Randi Abrams-Caras, of the Washington Toxics Coalition, noted that her state's progress has come despite maneuvers from the chemical industry, including a flame retardant front group called "Citizens for Fire Safety" and the industry's continued "coziness" with local trade groups that testify against state regulations.

"We could see a lot of things we've worked on to protect people completely undone," said Abrams-Caras. "I think we have a better chance here of doing the right thing."

That's why the industry is looking to Congress, said Cook of the Environmental Working Group. "They want protection from the backlash and the mistrust that their industry has engendered among consumers and legislatures in dozens of states who have enacted laws to fill in the void created by federal inaction," he said.

Denison agreed that "success at the state level" has "driven industry to the federal table." Still, he emphasized that "some level of pre-emption in the bill is politically necessary." Too much pushback, or attempts to make changes, may further weaken regulations, he said, or worse: "The whole deal could fall apart and we get nothing."

Lobbying by Dow, Du Pont and other chemical companies against tighter regulations isn't limited to Washington D.C., or even to U.S. states.
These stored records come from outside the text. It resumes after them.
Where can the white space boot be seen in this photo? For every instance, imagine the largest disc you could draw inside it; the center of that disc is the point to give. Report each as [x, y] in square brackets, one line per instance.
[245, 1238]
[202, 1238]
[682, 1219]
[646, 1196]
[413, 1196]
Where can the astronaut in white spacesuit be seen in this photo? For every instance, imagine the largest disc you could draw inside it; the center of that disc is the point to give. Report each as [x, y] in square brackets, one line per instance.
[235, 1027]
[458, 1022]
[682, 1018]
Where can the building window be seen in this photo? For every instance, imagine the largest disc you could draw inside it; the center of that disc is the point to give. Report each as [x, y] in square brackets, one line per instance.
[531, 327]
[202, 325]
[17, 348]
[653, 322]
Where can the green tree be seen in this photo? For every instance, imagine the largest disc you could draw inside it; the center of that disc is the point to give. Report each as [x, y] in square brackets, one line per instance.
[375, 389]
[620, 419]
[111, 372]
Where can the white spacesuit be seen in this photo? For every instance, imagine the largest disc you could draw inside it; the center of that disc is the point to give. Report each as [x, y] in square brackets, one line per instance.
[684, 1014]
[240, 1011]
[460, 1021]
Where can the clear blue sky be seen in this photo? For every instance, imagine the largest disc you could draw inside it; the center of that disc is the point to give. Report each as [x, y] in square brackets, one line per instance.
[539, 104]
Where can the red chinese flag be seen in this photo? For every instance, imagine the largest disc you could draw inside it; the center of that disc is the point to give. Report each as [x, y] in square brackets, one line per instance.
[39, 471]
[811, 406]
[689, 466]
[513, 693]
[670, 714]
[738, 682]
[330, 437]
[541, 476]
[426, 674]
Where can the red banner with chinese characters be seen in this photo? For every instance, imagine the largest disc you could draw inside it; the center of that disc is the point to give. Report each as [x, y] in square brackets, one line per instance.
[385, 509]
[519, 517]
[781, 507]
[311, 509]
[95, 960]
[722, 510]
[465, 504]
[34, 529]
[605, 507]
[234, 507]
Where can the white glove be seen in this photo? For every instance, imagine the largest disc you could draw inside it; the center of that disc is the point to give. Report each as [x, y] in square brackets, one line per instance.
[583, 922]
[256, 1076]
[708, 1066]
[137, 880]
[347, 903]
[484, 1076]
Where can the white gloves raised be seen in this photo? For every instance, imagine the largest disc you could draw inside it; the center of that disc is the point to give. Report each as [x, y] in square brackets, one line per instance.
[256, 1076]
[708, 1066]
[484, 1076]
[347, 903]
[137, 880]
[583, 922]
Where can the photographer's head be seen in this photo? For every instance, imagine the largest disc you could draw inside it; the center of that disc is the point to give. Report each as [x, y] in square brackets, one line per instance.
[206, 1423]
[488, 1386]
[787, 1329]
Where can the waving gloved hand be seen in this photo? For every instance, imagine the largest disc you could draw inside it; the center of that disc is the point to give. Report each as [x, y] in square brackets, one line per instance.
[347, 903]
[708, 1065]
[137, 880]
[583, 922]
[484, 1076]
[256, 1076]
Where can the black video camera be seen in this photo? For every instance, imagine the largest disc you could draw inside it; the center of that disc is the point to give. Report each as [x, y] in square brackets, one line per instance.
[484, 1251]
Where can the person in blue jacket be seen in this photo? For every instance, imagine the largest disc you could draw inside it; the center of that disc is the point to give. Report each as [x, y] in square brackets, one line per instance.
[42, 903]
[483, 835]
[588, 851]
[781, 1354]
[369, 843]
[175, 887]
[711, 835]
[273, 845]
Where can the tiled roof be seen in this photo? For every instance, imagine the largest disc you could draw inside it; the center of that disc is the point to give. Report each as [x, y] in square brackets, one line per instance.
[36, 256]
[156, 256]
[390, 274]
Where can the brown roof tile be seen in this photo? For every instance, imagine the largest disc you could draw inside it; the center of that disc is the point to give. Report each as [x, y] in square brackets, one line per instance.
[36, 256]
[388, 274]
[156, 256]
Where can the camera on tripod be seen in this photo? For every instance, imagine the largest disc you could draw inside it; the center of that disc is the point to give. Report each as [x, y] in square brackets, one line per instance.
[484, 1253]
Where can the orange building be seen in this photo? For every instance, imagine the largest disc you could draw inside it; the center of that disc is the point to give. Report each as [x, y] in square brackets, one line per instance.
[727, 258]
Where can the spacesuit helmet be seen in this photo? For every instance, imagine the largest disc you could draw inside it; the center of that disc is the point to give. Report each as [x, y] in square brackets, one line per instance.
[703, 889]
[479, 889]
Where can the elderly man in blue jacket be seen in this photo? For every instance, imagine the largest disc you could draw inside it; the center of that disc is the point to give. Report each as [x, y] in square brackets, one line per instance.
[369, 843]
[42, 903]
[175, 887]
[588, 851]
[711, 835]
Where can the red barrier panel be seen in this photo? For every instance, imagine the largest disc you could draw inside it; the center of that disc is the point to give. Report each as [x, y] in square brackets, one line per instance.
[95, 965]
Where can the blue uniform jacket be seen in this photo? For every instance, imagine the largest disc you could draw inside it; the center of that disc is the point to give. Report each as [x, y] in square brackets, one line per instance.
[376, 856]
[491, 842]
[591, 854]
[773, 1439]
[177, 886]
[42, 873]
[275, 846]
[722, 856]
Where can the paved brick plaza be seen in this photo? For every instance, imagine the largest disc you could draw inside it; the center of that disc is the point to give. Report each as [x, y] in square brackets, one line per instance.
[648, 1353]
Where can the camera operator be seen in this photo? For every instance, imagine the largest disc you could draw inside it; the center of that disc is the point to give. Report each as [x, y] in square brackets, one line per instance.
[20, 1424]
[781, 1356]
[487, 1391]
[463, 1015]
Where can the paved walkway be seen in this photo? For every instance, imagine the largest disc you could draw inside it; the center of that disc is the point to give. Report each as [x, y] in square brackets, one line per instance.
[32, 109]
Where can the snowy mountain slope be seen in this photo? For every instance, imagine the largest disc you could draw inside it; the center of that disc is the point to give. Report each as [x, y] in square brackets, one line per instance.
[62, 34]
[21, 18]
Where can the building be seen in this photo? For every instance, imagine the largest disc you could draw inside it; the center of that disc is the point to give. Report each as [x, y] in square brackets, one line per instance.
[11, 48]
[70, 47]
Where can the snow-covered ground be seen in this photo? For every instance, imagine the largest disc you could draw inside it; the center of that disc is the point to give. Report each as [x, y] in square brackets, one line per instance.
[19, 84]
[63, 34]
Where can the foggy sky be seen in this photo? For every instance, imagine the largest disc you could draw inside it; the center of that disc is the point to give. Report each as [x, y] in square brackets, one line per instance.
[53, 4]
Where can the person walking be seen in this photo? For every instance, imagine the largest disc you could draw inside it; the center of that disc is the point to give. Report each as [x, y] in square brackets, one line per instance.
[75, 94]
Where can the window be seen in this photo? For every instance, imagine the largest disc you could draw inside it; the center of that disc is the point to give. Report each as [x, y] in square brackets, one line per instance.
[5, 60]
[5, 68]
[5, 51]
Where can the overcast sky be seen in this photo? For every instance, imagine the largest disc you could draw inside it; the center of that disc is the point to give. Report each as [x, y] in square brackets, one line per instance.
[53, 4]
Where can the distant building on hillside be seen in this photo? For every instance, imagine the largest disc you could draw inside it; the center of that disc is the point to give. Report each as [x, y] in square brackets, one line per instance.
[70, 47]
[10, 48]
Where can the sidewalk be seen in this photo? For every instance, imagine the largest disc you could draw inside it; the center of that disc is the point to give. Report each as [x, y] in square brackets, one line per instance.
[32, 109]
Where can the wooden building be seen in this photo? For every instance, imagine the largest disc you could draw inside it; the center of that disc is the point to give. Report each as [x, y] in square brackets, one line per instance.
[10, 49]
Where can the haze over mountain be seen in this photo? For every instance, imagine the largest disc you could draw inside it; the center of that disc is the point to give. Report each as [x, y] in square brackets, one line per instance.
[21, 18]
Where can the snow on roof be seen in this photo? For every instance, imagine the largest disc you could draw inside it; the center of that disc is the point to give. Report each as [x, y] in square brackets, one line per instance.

Negotiations are ongoing for the Transatlantic Trade and Investment Partnership, a proposed free trade agreement between the European Union and the U.S. The Center for Environmental Health's Miller is among advocates who suggest the industry may be motivated to use a U.S. bill to water-down international law.

Last fall, French investigative filmmaker Stephane Horel released a documentary, "Endocrination," detailing what she said is an offensive by corporations to thwart regulation of hormone-disrupting chemicals. The chemical industry's influence on regulations is also the topic of other recent films, including "Toxic Hot Seat," "The Human Experiment," and now "Merchants of Doubt."

"I make an honest living," says professional magician Jamy Ian Swiss in "Merchants of Doubt," as he performs a sleight-of-hand trick. "Therefore it offends me when someone takes the skills of my honest living and uses it to twist and distort and manipulate people and their sense of reality and how the world works."